Les troubles dys regroupent plusieurs troubles cognitifs spécifiques qui affectent certaines fonctions comme le langage, la lecture, l’écriture, la coordination ou le calcul. Ils apparaissent dès l’enfance et sont durables.

Ils ne sont pas liés à un manque d’intelligence, à une mauvaise volonté ou à un défaut d’éducation. Ils nécessitent une meilleure compréhension et, souvent, des adaptations spécifiques.

Parmi les principaux troubles dys, on retrouve :

La dyslexie : trouble spécifique de la lecture, qui peut rendre le déchiffrage, la reconnaissance des mots et la compréhension plus difficiles.

La dysorthographie : trouble qui affecte l’orthographe et la transcription écrite, souvent associé à la dyslexie.

La dysgraphie : difficulté liée au geste d’écriture, qui peut rendre l’écriture lente, douloureuse ou peu lisible.

La dyscalculie : trouble spécifique des apprentissages mathématiques, qui affecte la compréhension des nombres, du raisonnement numérique et du calcul.

La dyspraxie, aussi appelée trouble développemental de la coordination : trouble qui affecte la planification, l’automatisation et la coordination des gestes.

La dysphasie, ou trouble développemental du langage oral : trouble qui touche le développement du langage, avec des difficultés d’expression et/ou de compréhension.

Chaque trouble dys a ses particularités.
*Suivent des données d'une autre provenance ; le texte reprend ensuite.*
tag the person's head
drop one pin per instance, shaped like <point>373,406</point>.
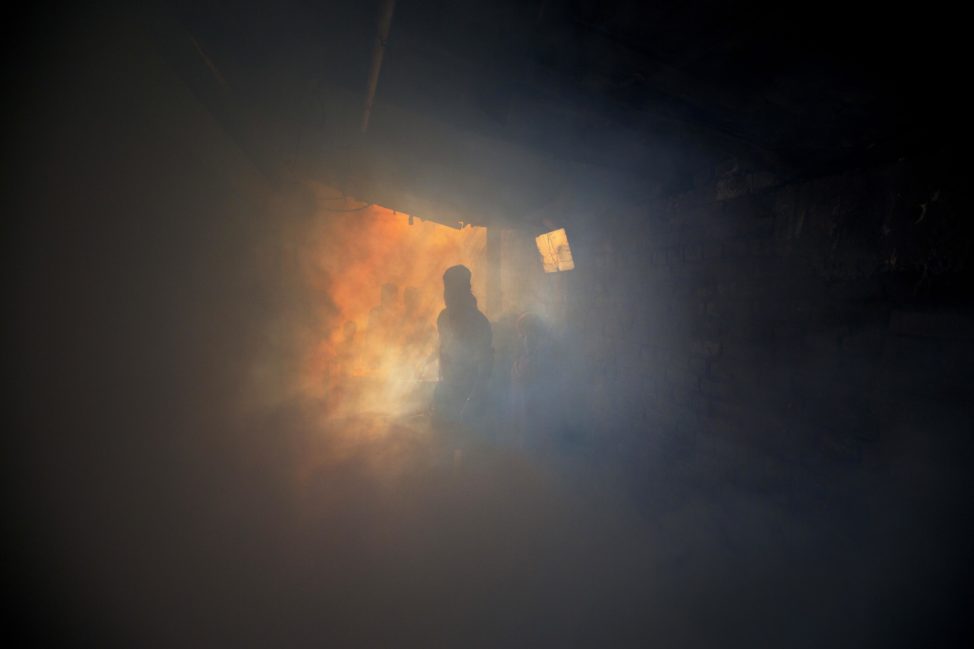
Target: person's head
<point>456,287</point>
Certaines personnes présentent un trouble isolé, d’autres cumulent plusieurs difficultés.

Le trouble du spectre de l’autisme, ou TSA, est un trouble du neurodéveloppement qui apparaît au cours du développement de l’enfant, généralement dès les premières années de vie.

Le TSA se caractérise notamment par :

  • des difficultés durables dans la communication et les interactions sociales ;
  • des comportements, intérêts ou activités restreints et répétitifs.

Le terme de “spectre” est important, car les manifestations de l’autisme varient fortement d’une personne à l’autre. Certaines personnes auront besoin d’un accompagnement important au quotidien, d’autres seront plus autonomes mais pourront tout de même rencontrer des difficultés dans certains contextes, notamment scolaires, sensoriels ou relationnels.

Chaque personne autiste a donc un fonctionnement singulier, avec ses besoins spécifiques, ses points d’appui et ses compétences propres.